Stocks also do better when earnings growth is below 5% on a year-over-year basis than when it is above 5%, according to the Ned Davis studies. That is because moderate earnings growth is less likely to spur inflation or push interest rates higher.
Another big boost for stocks is the growing hope that low inflation and worries about economic growth will induce the Federal Reserve to keep stimulating the economy by holding down long-term interest rates.

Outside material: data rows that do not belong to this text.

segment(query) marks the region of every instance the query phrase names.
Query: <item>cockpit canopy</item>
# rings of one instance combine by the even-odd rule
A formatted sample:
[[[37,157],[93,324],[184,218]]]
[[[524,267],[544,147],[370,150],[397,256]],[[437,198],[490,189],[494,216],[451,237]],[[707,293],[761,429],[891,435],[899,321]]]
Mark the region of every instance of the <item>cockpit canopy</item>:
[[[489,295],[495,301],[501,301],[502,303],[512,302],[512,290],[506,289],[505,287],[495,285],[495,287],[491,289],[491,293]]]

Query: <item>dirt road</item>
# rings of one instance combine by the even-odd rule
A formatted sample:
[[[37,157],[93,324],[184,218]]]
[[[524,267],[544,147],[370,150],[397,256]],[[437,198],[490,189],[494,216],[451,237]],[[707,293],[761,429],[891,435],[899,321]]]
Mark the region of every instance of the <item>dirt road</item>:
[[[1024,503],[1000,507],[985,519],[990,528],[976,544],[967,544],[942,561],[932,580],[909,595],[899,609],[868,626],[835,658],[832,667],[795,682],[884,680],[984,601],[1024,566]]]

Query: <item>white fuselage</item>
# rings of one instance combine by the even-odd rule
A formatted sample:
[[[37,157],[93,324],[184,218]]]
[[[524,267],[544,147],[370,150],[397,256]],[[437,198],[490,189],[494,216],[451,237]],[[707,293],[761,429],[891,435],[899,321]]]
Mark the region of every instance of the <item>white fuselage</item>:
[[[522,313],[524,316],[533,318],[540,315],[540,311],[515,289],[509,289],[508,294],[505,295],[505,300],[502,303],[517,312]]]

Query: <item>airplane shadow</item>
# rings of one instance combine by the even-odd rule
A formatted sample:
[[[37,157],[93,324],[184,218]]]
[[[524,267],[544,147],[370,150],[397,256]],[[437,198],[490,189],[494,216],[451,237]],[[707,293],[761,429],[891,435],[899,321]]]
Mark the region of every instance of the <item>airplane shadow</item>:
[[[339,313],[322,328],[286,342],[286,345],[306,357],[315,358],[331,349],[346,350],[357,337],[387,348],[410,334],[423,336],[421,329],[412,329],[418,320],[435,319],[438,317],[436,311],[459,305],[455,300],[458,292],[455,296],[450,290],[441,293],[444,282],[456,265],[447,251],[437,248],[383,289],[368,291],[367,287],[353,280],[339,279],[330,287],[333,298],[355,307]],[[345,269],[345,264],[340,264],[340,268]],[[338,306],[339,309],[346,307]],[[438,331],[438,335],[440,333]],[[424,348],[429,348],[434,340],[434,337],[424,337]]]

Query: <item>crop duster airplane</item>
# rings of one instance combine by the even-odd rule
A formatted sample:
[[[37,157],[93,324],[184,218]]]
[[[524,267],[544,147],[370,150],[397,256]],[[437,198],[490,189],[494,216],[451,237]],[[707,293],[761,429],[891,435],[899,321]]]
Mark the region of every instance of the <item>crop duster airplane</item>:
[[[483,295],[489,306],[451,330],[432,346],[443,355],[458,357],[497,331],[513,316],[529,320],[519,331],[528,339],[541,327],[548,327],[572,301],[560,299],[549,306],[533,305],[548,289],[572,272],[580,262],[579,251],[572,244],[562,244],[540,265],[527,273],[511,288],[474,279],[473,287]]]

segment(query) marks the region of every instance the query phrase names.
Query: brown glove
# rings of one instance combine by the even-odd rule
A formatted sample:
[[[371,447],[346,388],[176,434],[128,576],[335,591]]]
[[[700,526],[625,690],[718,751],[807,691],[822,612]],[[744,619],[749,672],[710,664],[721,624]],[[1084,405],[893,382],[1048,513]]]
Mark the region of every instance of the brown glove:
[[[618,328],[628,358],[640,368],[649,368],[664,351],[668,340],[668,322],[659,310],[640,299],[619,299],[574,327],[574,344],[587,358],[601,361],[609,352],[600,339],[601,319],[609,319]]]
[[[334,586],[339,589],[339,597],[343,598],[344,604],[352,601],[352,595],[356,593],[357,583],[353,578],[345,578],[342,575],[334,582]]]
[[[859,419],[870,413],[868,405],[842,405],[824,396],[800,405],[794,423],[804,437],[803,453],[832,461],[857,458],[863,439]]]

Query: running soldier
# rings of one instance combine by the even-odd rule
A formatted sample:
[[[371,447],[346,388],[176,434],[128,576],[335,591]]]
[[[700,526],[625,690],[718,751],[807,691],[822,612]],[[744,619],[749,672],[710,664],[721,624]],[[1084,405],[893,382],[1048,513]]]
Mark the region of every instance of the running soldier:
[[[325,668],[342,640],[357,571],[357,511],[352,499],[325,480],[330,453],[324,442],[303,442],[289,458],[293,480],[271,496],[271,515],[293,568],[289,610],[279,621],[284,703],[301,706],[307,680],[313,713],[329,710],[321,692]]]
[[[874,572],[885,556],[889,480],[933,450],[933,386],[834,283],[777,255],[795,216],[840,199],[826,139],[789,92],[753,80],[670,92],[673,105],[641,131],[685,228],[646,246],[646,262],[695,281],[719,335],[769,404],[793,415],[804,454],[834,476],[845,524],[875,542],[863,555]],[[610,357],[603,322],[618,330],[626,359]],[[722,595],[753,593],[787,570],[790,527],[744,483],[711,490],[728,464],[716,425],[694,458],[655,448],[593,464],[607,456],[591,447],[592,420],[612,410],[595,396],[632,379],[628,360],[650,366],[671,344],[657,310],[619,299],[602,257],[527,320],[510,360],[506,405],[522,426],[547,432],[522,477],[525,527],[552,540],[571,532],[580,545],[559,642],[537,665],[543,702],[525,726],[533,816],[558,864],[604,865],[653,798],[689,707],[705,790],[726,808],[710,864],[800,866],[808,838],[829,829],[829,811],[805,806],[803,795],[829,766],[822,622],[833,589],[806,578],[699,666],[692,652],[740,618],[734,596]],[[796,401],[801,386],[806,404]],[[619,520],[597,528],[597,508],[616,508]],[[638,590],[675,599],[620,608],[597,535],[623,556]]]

Over the summer, many investors expected the Fed would decide in September that the economy was strong enough for it to cut back on its $85 billion in monthly bond-buying stimulus. Then the Fed surprised investors and analysts by delaying action, citing among other things the risk to growth from Washington's fight over debt and government funding.
Now, many economists think the Fed could hold off until the end of the year or longer. Laurence Fink, chairman and chief executive of BlackRock Inc., which oversees $3.8 trillion and is the world's biggest asset manager, as well as other well-known Wall Street executives and investors, have predicted that the Fed could wait until March or even June.
Fed stimulus helps stocks because low interest rates hold down corporate costs, and the stimulus money itself leaks into the stock market, fueling investment there. The longer the Fed maintains the central bank's exceptionally supportive policy, the longer stocks benefit, said Michael Fredericks, a BlackRock portfolio manager.
Mr. Fredericks also has studied the market's behavior during varying economic circumstances. He agrees with Mr. Hayes of Ned Davis that low inflation and low labor costs help stock performance. Mr. Fredericks believes strong growth is better than slow growth, but the two men define slow growth differently, making it hard to compare their views. The two agree on the Fed's importance to continued stock gains, especially now.
"We think a lot of this comes down to just the importance of central-bank policy," Mr. Fredericks said.
A big question for the future, he said, is how and when central banks around the world unwind their financial stimulus. Mr. Hayes thinks how that is handled could determine when stocks next face a bear market, most commonly defined as a 20% decline from a high. While he is optimistic about the immediate future, he said he wouldn't be surprised to see stocks pull back by next summer.
Such a decline is common after stocks have risen strongly for years, Mr. Hayes said. That is especially true when stock prices are above average when compared to corporate earnings, as they are today. The S&P 500 trades at more than 18 times its component companies' earnings for the past 12 months, above the historical average of about 16.
"I wouldn't be surprised if we see a cyclical bear market next year" or at least a sharp decline, Mr. Hayes said.
His best guess about the trigger: continued stock gains that make the market look expensive whenever the Fed finally trims its bond-buying stimulus and pushes long-term interest rates higher.
But as long as inflation remains low and the economy is growing, any pullback could be brief, he said. The economic backdrop would support renewed stock gains, assuming Washington isn't back in crisis when the Fed is withdrawing stimulus.
Eventually, dysfunction in Washington is bad for the stock market and economy, said Mark Zandi, chief economist at Moody's Analytics.
For years, the ability to cut labor costs has helped companies remain profitable despite limited business investment, he said. Now, wages and hiring are on the rise. Future business success depends on expansion and investment. Stocks seem to be shrugging off Washington's acrimony in the short run, but in the longer run it damages business confidence and limits investment, Mr. Zandi said.
"I'm not sure I draw the conclusion that this kind of climate is good for business and stock investors in the long run," he said.